Parmi elles figure le télescope spatial Nancy Grace Roman, un programme de recherche qui doit faire progresser l’étude de l’énergie noire, cette composante de l’Univers que l’on pense responsable de son expansion.
La mission Dragonfly lancera en 2028 un octocoptère à propulsion nucléaire, un type de drone équipé de huit rotors lui permettant de voler. L’appareil doit arriver en 2034 sur Titan, lune de Saturne, pour explorer cet environnement complexe et riche en composés organiques.
En 2028, la NASA lancera la mission Dragonfly (source en anglais), qui enverra vers Titan, le plus grand satellite de Saturne, un robot à propulsion nucléaire doté de huit rotors.
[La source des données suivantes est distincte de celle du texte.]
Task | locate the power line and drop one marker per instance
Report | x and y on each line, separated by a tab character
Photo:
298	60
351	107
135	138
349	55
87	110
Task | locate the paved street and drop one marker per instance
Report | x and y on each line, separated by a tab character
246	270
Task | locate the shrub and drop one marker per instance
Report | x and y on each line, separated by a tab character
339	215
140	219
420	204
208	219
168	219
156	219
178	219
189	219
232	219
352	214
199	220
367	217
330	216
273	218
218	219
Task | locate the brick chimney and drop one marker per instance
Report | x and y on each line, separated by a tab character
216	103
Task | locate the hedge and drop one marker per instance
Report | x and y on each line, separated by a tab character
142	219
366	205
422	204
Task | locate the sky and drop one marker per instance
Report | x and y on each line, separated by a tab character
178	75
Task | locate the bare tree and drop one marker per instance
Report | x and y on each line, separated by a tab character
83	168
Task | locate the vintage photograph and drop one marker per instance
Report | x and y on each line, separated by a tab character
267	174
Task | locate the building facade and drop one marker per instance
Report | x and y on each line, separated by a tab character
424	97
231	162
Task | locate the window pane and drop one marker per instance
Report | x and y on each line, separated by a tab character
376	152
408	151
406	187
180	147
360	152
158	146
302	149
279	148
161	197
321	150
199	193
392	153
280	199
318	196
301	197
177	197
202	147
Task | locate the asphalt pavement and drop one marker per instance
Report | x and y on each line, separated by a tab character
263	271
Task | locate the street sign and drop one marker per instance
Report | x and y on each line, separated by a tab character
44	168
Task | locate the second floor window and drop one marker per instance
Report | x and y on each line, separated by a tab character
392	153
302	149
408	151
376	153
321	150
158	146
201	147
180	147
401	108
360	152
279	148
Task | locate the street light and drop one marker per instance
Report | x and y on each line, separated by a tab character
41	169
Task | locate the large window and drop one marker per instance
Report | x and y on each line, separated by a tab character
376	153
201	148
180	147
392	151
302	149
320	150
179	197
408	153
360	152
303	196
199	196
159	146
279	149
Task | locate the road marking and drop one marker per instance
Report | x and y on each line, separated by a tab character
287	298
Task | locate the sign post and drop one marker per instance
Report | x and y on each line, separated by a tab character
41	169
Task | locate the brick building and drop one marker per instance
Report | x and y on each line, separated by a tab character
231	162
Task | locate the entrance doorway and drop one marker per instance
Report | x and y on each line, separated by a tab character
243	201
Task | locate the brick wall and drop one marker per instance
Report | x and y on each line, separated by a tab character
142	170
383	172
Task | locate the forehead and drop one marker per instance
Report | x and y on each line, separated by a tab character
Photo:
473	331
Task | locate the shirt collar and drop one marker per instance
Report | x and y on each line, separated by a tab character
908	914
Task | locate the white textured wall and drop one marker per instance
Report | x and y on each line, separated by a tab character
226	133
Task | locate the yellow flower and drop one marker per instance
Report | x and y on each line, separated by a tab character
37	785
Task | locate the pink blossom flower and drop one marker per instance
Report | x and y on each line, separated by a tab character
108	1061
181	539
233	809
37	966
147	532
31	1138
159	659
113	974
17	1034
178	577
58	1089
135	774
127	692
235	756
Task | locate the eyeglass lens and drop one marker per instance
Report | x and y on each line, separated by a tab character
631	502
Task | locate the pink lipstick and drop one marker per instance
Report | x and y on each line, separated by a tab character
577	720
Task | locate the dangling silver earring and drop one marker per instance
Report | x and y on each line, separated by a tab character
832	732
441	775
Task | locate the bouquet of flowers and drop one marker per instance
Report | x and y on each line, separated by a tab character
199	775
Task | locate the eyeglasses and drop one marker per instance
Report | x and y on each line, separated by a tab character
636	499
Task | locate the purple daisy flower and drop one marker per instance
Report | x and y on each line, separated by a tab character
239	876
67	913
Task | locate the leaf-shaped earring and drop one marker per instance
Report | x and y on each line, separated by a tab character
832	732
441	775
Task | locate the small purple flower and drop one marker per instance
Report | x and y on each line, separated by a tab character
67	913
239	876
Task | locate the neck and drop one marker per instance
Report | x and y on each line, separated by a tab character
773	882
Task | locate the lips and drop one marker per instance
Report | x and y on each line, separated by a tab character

À son arrivée en 2034, il survolera la surface de Titan à la recherche d’indices sur la chimie et la géologie de la lune susceptibles de favoriser l’apparition de la vie.
La NASA enverra également en 2028 sur Mars le rover Rosalind Franklin, construit par l’Agence spatiale européenne (ESA). Il embarque un spectromètre de masse destiné à détecter et analyser des molécules organiques.
Parallèlement, une nouvelle mission d’observation de la Terre, qui sera lancée l’an prochain, étudiera le développement des orages convectifs afin d’améliorer les prévisions d’épisodes météorologiques extrêmes jusqu’à six heures à l’avance.